Adobe Acrobat 7
Acrobat is essential for anyone involved in publishing--or for that matter, anyone who wants to create portable documents or capture Web pages with a click. (We refer, of course, to the full Acrobat package--beginning with the $299 Acrobat Standard edition.) But even this capable app needs a nudge.
View Notes
It's simple to use a full Acrobat package to add a note to a PDF. Click the Comment & Markup toolbar icon, and select Add a Note. The problem? Acrobat pushes the note halfway off-screen. The fix: Select Edit, Preferences, choose Commenting in the Categories list, and uncheck the Create new pop-ups aligned to the edge of the document box.
Hide Those Notes
Acrobat's annotation feature is convenient--unless you're on the receiving end of a PDF buried in notes. To suppress the notes quickly (in full Acrobat versions only; Acrobat Reader users are stuck), select Comments, Show Comments & Markups, Hide All Comments. If the Commenting toolbar is displayed, select Show, Hide All Comments.
Acrobat Your Way
When you "print" a file to PDF, Acrobat defaults to its poky standard settings.
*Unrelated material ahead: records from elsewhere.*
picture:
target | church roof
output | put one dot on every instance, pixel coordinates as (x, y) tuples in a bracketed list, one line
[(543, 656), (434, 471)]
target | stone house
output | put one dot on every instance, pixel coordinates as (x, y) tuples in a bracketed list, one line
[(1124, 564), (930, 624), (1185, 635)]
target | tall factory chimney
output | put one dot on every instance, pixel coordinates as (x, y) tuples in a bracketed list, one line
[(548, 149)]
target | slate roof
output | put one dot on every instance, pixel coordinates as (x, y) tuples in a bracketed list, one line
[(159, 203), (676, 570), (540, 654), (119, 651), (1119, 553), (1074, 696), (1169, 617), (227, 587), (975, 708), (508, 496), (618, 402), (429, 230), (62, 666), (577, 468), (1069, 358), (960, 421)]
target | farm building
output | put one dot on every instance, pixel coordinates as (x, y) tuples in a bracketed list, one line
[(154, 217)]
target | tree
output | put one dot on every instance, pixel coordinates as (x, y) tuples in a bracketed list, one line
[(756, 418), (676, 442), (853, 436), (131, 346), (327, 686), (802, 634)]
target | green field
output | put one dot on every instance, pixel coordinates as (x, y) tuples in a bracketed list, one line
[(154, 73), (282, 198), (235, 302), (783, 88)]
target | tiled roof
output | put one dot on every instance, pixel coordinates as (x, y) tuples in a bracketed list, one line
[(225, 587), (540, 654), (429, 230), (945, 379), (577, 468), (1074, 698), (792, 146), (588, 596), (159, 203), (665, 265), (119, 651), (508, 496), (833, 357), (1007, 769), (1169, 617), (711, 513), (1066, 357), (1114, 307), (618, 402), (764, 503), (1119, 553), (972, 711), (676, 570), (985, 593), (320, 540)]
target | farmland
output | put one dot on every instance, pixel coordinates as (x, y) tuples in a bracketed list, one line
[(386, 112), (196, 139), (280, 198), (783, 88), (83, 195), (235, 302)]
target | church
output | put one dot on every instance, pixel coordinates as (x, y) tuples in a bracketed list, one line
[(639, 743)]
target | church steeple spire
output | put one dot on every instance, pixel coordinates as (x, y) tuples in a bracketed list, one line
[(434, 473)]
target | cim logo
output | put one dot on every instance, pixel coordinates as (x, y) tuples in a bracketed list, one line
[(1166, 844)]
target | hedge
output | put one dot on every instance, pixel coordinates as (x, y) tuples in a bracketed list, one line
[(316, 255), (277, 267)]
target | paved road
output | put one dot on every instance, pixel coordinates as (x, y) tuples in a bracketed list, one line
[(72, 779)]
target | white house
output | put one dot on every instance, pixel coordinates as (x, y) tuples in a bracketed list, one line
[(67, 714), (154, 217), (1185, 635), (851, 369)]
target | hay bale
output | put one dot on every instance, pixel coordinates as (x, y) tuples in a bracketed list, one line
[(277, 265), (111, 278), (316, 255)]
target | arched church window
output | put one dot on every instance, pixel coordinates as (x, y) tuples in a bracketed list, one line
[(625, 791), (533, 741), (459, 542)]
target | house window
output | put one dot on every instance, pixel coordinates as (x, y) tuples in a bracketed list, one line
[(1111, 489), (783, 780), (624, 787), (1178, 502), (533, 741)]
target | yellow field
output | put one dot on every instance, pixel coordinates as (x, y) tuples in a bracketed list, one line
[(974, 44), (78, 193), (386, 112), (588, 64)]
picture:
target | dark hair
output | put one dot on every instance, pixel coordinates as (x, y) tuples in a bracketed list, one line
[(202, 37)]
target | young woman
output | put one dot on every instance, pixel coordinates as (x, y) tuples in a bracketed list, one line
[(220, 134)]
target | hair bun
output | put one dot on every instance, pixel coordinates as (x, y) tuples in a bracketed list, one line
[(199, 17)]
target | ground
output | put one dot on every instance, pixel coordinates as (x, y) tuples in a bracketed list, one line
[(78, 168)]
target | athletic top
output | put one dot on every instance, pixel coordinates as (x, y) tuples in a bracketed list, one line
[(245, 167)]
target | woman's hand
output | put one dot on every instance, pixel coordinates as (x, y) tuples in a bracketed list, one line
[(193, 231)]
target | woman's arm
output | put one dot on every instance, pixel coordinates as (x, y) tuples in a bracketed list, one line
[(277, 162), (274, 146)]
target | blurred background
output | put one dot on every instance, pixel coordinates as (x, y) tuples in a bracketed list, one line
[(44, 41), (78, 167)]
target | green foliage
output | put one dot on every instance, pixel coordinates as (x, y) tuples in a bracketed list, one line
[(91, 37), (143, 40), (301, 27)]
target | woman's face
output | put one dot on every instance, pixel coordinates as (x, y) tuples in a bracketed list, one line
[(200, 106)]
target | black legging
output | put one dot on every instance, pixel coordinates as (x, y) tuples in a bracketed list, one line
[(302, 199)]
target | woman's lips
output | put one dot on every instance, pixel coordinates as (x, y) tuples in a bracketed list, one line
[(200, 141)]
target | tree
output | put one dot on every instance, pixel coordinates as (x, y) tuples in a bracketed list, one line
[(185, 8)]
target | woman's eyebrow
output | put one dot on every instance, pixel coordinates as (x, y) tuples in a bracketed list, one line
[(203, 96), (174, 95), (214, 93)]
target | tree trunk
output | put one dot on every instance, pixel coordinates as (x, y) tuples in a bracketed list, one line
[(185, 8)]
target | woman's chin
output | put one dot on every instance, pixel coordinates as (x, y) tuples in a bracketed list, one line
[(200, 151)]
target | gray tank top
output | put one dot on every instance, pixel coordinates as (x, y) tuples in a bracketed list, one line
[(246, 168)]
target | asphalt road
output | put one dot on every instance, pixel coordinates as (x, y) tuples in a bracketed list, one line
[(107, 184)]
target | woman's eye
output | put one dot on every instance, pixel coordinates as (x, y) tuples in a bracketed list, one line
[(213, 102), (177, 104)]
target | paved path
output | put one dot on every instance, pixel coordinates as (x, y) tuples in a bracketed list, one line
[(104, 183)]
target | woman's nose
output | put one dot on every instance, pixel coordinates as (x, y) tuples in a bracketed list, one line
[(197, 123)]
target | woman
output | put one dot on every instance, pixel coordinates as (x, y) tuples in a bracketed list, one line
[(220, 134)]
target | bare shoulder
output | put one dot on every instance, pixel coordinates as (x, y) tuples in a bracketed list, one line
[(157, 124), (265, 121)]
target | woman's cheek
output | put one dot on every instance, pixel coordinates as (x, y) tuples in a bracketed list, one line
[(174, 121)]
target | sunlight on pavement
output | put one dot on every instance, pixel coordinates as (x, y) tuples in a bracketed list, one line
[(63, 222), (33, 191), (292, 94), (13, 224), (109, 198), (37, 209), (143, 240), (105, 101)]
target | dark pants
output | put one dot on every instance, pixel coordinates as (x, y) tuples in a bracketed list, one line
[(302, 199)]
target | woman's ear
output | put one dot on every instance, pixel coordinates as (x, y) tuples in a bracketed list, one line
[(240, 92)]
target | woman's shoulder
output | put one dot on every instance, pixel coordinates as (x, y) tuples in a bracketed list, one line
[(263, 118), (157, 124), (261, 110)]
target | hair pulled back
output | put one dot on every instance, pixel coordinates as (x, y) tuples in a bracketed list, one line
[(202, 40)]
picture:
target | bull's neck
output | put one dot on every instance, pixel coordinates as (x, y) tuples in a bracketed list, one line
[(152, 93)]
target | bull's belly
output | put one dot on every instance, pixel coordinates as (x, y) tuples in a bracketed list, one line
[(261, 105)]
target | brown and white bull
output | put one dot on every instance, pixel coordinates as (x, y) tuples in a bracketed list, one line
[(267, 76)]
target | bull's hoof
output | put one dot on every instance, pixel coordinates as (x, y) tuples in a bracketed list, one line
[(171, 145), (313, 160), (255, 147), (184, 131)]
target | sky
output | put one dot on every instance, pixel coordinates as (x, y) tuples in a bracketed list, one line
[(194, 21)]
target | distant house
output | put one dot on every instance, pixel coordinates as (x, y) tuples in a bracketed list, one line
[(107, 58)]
Here's how to create your own settings. In the print dialog box of any application, select PDF Printer (or Adobe PDF) as your output "device," and click the Properties button. Then choose the Adobe PDF Settings tab. Click the Edit button to the right of the Default Settings field, and you can create a new preset.
For faster desktop printing click General, and change 600 to 300 in the Resolution field. For smaller on-screen PDFs, select Images. In the 'Color Images' and 'Grayscale Images' sections, change the Downsample settings to 100 pixels per inch for image resolutions that exceed 100 pixels per inch. In the Monochrome Images sections, set the values to 300 pixels. Click the Save As button and name the preset.
Match a Face
Ever wonder why a PDF of a Web page doesn't resemble the Web page? Maybe the Web site won't let Acrobat download its fonts. Or maybe Acrobat isn't trying to download them. To change this behavior, open Acrobat, click the Create PDF button, and select From Web Page. Next, click the Settings button and, in the File Type Settings, select HTML and click the Settings button. Click the Fonts and Encoding tab, and then check the Embed Platform Fonts When Possible box. Click OK twice, and back at the 'Create PDF from Web Page' dialog box, click Create.
Reveal Spreads
Many documents (especially those laid out with Adobe's InDesign page-design program or a similar publishing tool) are designed to be read magazine-style, with two facing pages or spreads. But when Acrobat generates a PDF, it normally breaks these spreads into a series of single pages. To keep the spreads the next time you generate a PDF, check the Spreads box in your application's Print or Export dialog box.
Lock Up That PDF
Worried about the security of your PDF files? Don't rely on the controls available from a Print dialog box. Instead, create your PDF and then pull it into the full Acrobat program, which offers more-powerful and easier-to-use tools. Open the PDF in the full Acrobat program, click the yellow Secure lock toolbar icon, and select Secure This Document. Here you'll find two prefab security policies. To create your own, click the New button and follow the prompts. Password-based settings are easier to set up than certificate-based settings (and they're almost as good, except for state secrets). Take this route, and you can require passwords to open a PDF or (separately) to print, edit, copy, or extract content. Don't forget to protect metadata; otherwise, interlopers could use keyword searches to locate the file, although maybe not read it. Note: Acrobat doesn't record much metadata without telling you. To see and change what it does record, go to File, Document Properties and click the Description tab.
Go Acrobatless
Acrobat is not the only game in PDFville. The following alternatives are cheaper, though they do lack collaborative features--one reason to stick with Acrobat. Nitro PDF Pro (30-day trial, after that $89.10) is the only one in the group to offer a built-in PDF file viewer. It has good table and interactivity tools, and excellent controls over merging, splitting, and concatenating PDF files; and it lets you design forms, so you won't need the pricier Acrobat Professional. Jaws PDF Creator 3 ($84) is for publishing pros who need high-resolution output and powerful prepress tools. Jaws comes with prefab configurations that optimize PDF output for different situations; and you can create custom configurations. Its formidable prepress toolbox easily integrates into your PDF workflow. NovaPDF (Professional $40, Standard $30, Lite $20) is an entry-level choice for users who find Acrobat overkill. It offers solid 40-bit security, but its file compression tools are weak, resulting in fairly pudgy PDF files. If you're strapped for cash, though, this is a workable alternative to Acrobat.